[FFmpeg-devel] [PATCH v23 19/21] avfilter/graphicsub2text: Add new graphicsub2text filter (OCR)

Soft Works softworkz at hotmail.com
Sat Dec 11 19:39:38 EET 2021



> -----Original Message-----
> From: ffmpeg-devel <ffmpeg-devel-bounces at ffmpeg.org> On Behalf Of Daniel
> Cantarín
> Sent: Saturday, December 11, 2021 4:18 PM
> To: ffmpeg-devel at ffmpeg.org
> Subject: Re: [FFmpeg-devel] [PATCH v23 19/21] avfilter/graphicsub2text: Add
> new graphicsub2text filter (OCR)
> 
> Hi there softworkz.
> 
> Having worked before with OCR filter output, I suggest you a
> modification for your new filter.
> It's not something that should delay the patch, but just a nice addenum.
> Could be done in another patch, or could even do it myself in the
> future. But I let the comment here anyways, for you to consider.
> 
> If you take a look at vf_ocr, you'll see that it sets
> "lavfi.ocr.confidence" metadata field.
> Well... downstream filters can check that field in order to just
> consider certain confidence threshold, discarding the rest.
> This is very useful when doing OCR with non-ascii chars, like I do with
> Spanish language.
> 
> So I propose an option like this:
> 
>    { "confidence", "Sets the confidence threshold for valid OCR. Default
> 80." , OFFSET(confidence), AV_OPT_TYPE_INT, {.i64=80}, 0, 100, FLAGS },
> 
> Then you do an average of all confidences detected by tesseract after
> OCR but before converting to text subtitle frame, and compare that
> option value to the average result.
> Something like this:
> 
>    int average = sum_of_all_confidences / number_of_confidence_items;
>    if (average >= s->confidence) {
>      do_your_thing();
>    } else {
>      av_log(ctx, AV_LOG_DEBUG, "Confidence average %d under threshold.
> Text detected: '%s'\n", average, text);
>    }
> 
> Also, I would like to do some tests with spanish OCR, as I had to
> explicitly allowlist our non-ascii chars when using OCR filter, and
> don't know how yours will behave in that situation. Maybe having the
> chars allowlist option here too is a good idea. But, again: none of this
> this should delay the patch, as your work is much more important than
> this kind of nice to have functionalities, which could be easily
> implemented later by anyone.
> 

Hi Daniel,

I don't think that any of that will be necessary. For the generic ocr 
filter, this might make sense, because it is meant to work in 
many different situations, different text sizes, different (not 
necessarily uniform) backgrounds, static or moving, a wide spectrum
of colours, and no quantization in the time dimension, etc.

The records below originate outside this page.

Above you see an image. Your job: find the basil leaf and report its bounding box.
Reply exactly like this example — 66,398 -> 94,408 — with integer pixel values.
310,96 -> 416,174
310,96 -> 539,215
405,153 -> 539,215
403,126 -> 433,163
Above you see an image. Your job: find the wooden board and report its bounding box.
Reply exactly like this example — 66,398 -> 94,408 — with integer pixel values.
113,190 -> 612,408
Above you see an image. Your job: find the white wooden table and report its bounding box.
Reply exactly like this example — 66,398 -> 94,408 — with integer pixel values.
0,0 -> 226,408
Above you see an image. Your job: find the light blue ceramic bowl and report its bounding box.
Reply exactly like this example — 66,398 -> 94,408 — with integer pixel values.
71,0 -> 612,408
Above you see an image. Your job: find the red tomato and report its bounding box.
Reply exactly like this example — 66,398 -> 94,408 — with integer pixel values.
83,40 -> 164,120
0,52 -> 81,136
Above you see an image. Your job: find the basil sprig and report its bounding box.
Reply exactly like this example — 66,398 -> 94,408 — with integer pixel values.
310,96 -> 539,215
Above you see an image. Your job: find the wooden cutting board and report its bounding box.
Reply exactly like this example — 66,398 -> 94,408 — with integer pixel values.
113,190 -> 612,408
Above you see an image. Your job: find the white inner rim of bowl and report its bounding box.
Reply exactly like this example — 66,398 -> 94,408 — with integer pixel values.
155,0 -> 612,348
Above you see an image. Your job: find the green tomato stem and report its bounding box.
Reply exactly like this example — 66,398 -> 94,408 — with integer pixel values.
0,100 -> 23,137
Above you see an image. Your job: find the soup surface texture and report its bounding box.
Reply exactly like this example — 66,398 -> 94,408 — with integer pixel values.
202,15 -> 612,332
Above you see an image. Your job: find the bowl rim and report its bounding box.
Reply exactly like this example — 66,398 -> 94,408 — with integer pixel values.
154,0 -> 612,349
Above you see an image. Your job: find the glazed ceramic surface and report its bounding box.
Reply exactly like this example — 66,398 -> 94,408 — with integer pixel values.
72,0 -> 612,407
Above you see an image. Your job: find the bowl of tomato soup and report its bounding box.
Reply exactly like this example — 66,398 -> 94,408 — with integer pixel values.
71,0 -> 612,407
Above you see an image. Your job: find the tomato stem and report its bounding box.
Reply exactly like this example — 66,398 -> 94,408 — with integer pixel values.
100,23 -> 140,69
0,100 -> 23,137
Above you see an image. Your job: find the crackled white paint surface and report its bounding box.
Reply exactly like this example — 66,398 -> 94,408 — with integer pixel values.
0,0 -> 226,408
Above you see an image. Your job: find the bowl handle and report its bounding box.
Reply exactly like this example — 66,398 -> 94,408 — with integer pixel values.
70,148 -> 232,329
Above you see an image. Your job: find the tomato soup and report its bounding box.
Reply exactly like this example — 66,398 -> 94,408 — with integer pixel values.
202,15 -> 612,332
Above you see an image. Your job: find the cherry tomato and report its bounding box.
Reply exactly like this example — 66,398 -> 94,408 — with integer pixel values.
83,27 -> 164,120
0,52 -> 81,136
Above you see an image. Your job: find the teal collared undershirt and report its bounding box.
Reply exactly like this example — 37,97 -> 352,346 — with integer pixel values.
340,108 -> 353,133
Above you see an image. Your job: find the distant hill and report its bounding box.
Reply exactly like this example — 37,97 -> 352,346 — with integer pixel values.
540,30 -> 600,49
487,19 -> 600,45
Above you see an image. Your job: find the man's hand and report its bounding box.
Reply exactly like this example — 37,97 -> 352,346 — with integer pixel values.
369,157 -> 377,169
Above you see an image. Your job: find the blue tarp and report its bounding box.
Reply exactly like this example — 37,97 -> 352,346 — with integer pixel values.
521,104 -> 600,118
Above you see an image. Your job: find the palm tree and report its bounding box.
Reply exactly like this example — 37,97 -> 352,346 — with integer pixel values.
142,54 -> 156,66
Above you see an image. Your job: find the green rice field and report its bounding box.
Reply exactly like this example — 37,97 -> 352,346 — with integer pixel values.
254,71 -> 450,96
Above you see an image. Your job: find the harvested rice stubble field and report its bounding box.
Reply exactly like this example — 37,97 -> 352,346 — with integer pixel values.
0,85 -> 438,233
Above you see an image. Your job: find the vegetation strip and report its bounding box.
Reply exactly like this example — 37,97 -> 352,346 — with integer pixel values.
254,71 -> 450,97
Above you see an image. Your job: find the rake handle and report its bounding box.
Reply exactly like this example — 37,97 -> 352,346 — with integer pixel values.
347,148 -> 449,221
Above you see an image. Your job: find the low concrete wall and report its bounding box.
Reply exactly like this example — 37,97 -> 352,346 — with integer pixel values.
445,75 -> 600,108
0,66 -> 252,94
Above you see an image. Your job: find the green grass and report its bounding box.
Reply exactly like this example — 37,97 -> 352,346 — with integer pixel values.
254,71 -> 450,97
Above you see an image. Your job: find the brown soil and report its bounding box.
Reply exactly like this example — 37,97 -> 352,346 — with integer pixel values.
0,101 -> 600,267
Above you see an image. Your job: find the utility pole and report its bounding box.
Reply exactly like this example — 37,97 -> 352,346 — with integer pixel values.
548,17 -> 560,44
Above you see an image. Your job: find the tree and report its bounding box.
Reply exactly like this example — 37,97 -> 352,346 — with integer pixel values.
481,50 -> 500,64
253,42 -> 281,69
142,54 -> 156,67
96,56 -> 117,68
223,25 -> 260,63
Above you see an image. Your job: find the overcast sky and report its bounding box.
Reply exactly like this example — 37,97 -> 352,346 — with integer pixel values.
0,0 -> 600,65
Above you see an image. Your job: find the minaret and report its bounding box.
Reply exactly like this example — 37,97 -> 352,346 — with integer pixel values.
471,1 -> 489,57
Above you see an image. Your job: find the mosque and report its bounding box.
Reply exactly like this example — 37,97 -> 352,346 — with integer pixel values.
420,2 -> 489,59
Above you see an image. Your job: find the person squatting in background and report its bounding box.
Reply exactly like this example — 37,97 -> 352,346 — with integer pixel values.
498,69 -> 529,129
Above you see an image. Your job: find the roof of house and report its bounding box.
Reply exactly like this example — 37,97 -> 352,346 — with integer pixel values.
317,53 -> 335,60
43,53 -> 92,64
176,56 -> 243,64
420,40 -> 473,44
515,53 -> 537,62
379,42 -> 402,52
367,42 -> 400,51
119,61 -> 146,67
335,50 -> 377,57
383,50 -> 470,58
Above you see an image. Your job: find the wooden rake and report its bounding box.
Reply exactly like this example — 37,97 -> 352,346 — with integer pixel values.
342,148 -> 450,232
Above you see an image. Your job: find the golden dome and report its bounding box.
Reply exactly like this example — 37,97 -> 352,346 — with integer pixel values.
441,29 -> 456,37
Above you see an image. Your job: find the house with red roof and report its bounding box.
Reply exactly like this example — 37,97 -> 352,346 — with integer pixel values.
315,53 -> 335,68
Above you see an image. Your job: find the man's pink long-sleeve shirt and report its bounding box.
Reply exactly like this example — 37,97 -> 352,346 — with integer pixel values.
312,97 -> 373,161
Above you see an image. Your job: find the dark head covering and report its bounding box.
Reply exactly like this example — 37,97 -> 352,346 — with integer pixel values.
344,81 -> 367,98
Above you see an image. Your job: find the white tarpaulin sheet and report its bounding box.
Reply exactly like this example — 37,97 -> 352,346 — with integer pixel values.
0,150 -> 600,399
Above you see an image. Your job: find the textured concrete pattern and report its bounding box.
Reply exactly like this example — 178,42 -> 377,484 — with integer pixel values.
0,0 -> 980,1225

But for subtitle-ocr, we have a fixed and static background, we have
palette colours from like 4 to 32 only, we know when it starts and
that it doesn’t change until the next event and we have a pixel 
density relative to the text height that is a multiple of what
you get when you scan a letter for example.

Basically, this is like a pre-school situation for an OCR. If it 
can't recognize that in a reliable way and you would end up needing
to dissect results by confidence level, then the OCR wouldn't be 
worth a penny and this filter kind of pointless ;-)

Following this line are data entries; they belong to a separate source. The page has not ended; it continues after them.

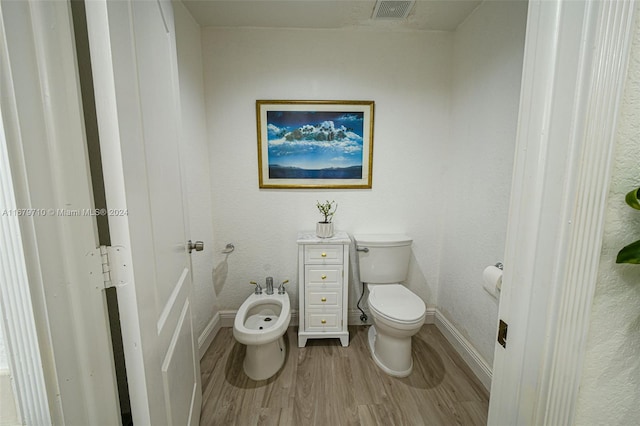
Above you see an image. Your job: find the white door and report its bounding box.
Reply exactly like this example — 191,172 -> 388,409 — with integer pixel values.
86,0 -> 202,425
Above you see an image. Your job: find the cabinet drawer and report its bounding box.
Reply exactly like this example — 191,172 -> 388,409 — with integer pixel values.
304,245 -> 343,264
306,309 -> 342,331
305,266 -> 342,286
305,290 -> 342,308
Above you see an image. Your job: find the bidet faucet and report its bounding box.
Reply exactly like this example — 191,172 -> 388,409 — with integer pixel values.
249,281 -> 262,294
278,280 -> 289,294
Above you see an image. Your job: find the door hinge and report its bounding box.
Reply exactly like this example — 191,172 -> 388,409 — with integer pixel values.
86,246 -> 126,290
100,246 -> 113,288
498,320 -> 509,348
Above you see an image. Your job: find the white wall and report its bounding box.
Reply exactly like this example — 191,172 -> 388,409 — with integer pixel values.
202,28 -> 452,309
173,2 -> 220,336
437,1 -> 527,365
576,6 -> 640,425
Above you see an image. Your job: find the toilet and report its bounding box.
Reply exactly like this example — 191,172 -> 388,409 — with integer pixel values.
353,234 -> 426,377
233,292 -> 291,380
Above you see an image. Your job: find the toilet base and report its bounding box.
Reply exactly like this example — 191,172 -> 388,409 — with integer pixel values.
242,337 -> 287,381
368,325 -> 413,377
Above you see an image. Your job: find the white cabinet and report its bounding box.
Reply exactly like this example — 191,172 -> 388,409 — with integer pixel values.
298,231 -> 351,348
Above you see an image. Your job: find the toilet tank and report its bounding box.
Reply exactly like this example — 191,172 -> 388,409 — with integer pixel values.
353,234 -> 413,284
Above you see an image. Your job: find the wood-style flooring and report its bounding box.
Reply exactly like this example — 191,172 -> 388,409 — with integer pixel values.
200,325 -> 489,426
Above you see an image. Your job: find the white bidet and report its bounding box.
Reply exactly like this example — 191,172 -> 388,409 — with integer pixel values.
233,293 -> 291,380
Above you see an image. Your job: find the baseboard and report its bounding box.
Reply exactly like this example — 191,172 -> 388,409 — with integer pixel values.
433,309 -> 493,390
198,313 -> 222,359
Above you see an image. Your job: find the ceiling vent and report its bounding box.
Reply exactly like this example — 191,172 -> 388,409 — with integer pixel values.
373,0 -> 416,19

IIUC, you haven't tried graphicsub2text yet. I suggest, you to
look at filters.texi for instructions to set up the model data.
There's an example with a test stream that you can run right
away. With that example, I haven't been able to spot a single 
incorrectly recognized character.

Somebody who tried my filter had contacted me last week as he 
was getting rather bad recognition results. It turned out
that the text in this case had strong outlines and the inner 
text was black. After removing the outlines and inverting the
text, the recognition result was close to perfect.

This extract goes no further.